S.R.: Does it ever happen that somebody took a piece of it and try to have it like a fetish and ask you to sign it or something like that, something like a valuable piece of these types there?

M.A.: No, I have never run into that. Somebody told me that they had a piece of one of my old works, just a small piece. I don’t know if they are doing that.

S.R.: There is only one question left, there is a last question and it’s a little bit personal in a way, because I’m also interested in your mode of working, or your interest in working and, maybe, a little bit, your habits. And the question is: Can you imagine what would be your ideal typical daily work as an artist?

M.A.: Well, it would primarily turn around working on my artwork, or if I’m engaged in school I would work at school, but if it’s working as an artist on my artwork it’s not something that starts at one time and ends at another. I try to use every day of the week, seven days, and I attempt to do everything I can within that day. I mean, it’s as simple as that. But some of these things, some of this research takes years to do, and so, if I have, sometimes I‘ll dedicate a day to just do the research, sometimes I’ll dedicate a day to just answering letters, and sometimes I’ll dedicate a day to something else that has to do with the work. That’s pretty much it, it’s really actually quite simple.

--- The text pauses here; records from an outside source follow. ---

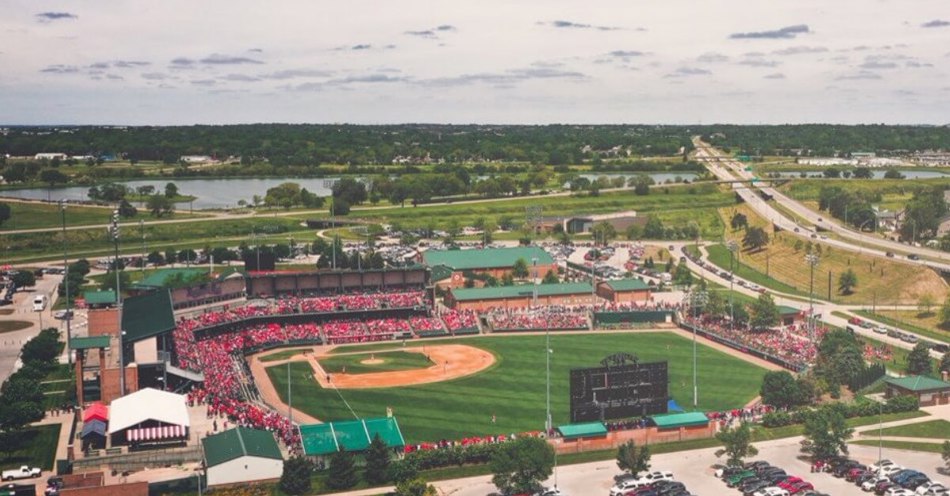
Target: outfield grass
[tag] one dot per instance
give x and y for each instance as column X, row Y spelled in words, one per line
column 906, row 445
column 37, row 449
column 391, row 361
column 513, row 389
column 932, row 429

S.R.: So, thank you very much that you dedicated two hours to us, to our work. Thank you very much.

M.A.: Ok, so, I’ll probably scratch out. Thank you. I’ll probably scratch out a lot if I see a lot of duplication because there is a lot of duplication or redundancy. If that happens I would absolutely refuse. Usually the institution, and I have an agreement that everything is just granted. Like with these pipes, they were resold for construction, for housing or something like that. They were sold at a very low rate so that people can afford them, we didn’t have the money. I always try to build in something ahead of time, so that; and how this piece of plaster from this one work – it was just a plaster letter – it seems like the museum threw away all the other plaster letters. I don’t know, I don’t know how it… It wasn‘t thrown away also. The funny thing about these works also is, if I had the exact same conditions, they could be built because they are not built out of really exotic materials. It’s not like trying to reconstruct a brushstroke or something like that. They are just really all pretty much all simple materials that are around and pretty existing.

S.R.: Not marble or whatever.

M.A.: No. Well, there is one work which is granite, but it’s a permanent outdoor sculpture, and I’m a sort of mimicking the idea of an outdoor granite sculpture with it. (laughs)

S.R.: Which one is that?

M.A.: Oh, it’s in San Diego, at the University of California, and it’s a granite drinking fountain; it’s on a long walkway, in this grassy area, which is actually a pathway between buildings. [Unterbrechung]

It’s one of the few objects on the whole campus which shows the origin of that campus, or its prior function at least. About 40 feet in front of that almost in the walkway. So that’s the first, the second thing is a flagpole with the American flag on. On that same walkway I put a drinking fountain in granite right here, and it’s only to… I made sure that what it did… It looks like a standard fountain, except granite; it’s made exactly like into 1/32 of an inch, precisely like a middle fountain, one of the most popular ones used throughout Southern California. It only is… this logic which starts out very materially, about how materials – this is unfinished granite, this is finished granite. This is very overwhelming to the viewer and the body; this is made for the body, etc. You keep going back and forth, and you can see all these oppositions until you get into their function – this was obviously for war, this is done to utilize the peaceful resources – and things like that. So the students coming to it can develop all the way down those lines, if they chose; maybe they don’t chose.